Version 1.0 didn’t fully explain how FileVault starts up differently with an Intel-based Mac and an M-series Mac. That’s now fully clarified in “Protect at Boot.” Based on some people’s discomfort with using FileVault and keeping track of the associated Recovery Key, I added a discussion of reasons why you might not want to enable FileVault in “Decide on Using FileVault.”
If you want to enable encryption on a bootable clone, you can’t use the technique I describe to enable encryption on an external drive in “Encrypt External Drives.” Nor can you encrypt an external bootable volume with M-series Macs. Thus, I’ve added details on setting up FileVault for Intel Macs on an external volume in “Encrypt a Bootable Clone on an Intel Mac.”
M-series Macs no longer offer Target Disk Mode for mounting an internal volume as a drive on another Mac to which it’s directly connected. Instead, these Macs have Mac Sharing Mode, which presents a selected volume as if it were shared over a network. In the previous versions of this book, the differences were not explained as thoroughly as they should have been, and the final steps in mounting a drive in Mac Sharing Mode were not included. See “Share a Disk (M-Series Macs)” for those details.

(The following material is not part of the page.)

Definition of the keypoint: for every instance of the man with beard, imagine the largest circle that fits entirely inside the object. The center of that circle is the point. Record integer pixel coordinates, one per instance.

If you restart from an external volume that’s a clone of your startup drive on a Mac with a Secure Enclave and Touch ID, and have activated Apple Pay, you will likely have to reset Apple Pay. This is also true if you set up Apple Pay on another macOS account than your primary one, and then want to use it again with your primary account. I explain the ins and outs in “Apple Pay Valid Only for a Single User.”
I’ve also further clarified why you might disable SIP on an M-series Mac: it’s the only way to engage Permissive Mode, a security option that allows non-Apple operating systems of a certain kind to be bootable under Apple silicon. See “System Integrity Protection (SIP) and Startup Options with an M-Series Mac.”
What Was New in Versions 1.0.1 and 1.0.2
The 1.0.1 update corrected a handful of typos, clarified some text that may have been difficult to understand, and added a few small but useful details. The Introduction was rewritten for improved clarity and readability in version 1.0.2.